Quant au Liban, des négociations auront lieu “probablement la semaine prochaine” et “l’Italie peut faire quelque chose de plus pour aider à résoudre la situation grâce à son expérience et sa présence sur le terrain”, a poursuivi Rubio, qui a également rappelé la visite “très positive” à Léon XIV.
“C’était une réunion importante pour échanger nos points de vue et nos explications sur ce que nous faisons. Je les ai informés de la situation en Iran et leur ai exprimé nos points de vue sur l’importance de cette opération et le danger que l’Iran représente pour le monde”, a-t-il ajouté.
La conversation entre Tajani et Rubio à la Farnesina
“J’ai réaffirmé le plein soutien de l’Italie à la diplomatie comme seul moyen d’éviter une nouvelle escalade au Moyen-Orient et de garantir la liberté de navigation internationale”, a écrit Tajani dans
Le ministre italien a également réitéré “qu’il est important d’avoir une présence américaine en Europe pour renforcer l’OTAN et, bien sûr, il est également important d’avoir un engagement fort de la part des Européens à cet égard, ce que les Européens prennent”.

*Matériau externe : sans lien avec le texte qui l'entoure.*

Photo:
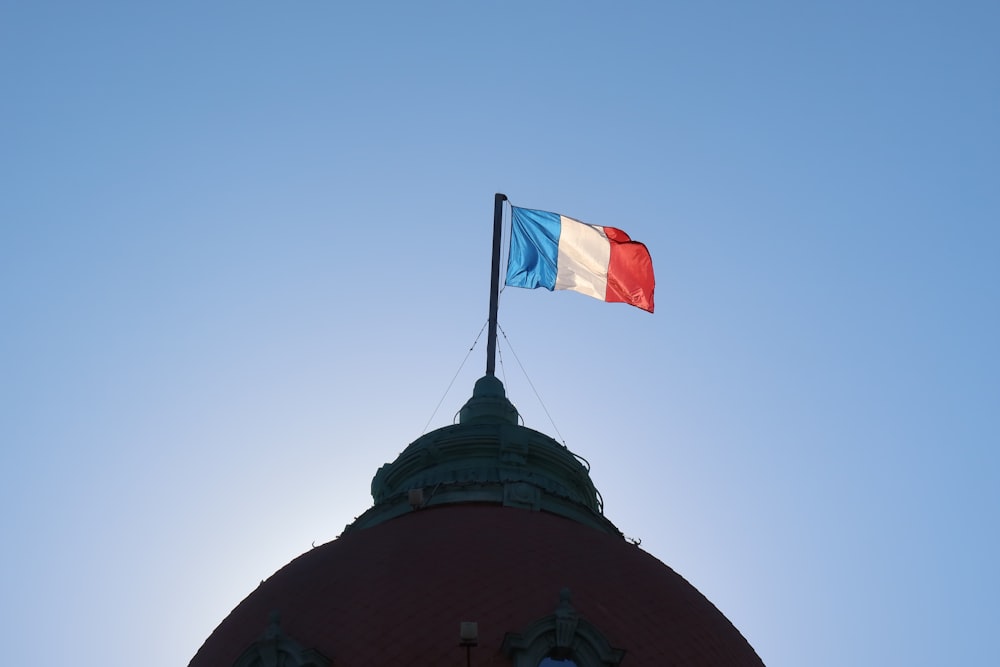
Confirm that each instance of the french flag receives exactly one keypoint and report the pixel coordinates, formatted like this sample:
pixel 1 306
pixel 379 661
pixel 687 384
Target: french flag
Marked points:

Il est nécessaire “que les nations occidentales protègent leurs intérêts économiques”, a annoncé le département d’Etat américain dans une note à l’issue de la réunion au cours de laquelle “ont été discutés la coopération bilatérale et les défis à la sécurité mondiale et régionale”, a écrit le porte-parole du secrétaire d’Etat Tommy Pigott.
À l’ordre du jour des discussions de Farnesina figuraient le renforcement des relations entre l’Italie et l’UE avec les États-Unis, la crise en Iran, l’avenir du cessez-le-feu au Liban et de la mission de la Finul, la situation en Ukraine, au Venezuela et à Cuba.
“L’Italie est favorable à un “grand marché unique” comprenant l’Europe, les États-Unis, le Canada et le Mexique”, a finalement déclaré Tajani. sur la nouvelle menace de droits de douane sur le secteur automobile lancée par le président américain Donald Trump la semaine dernière.
Lors de sa rencontre avec Tajani , Rubio a présenté un arbre généalogique qui témoigne de son origine piémontaise et cubaine, en présence du président de la Région Piémont et du maire de Casal Monferrato.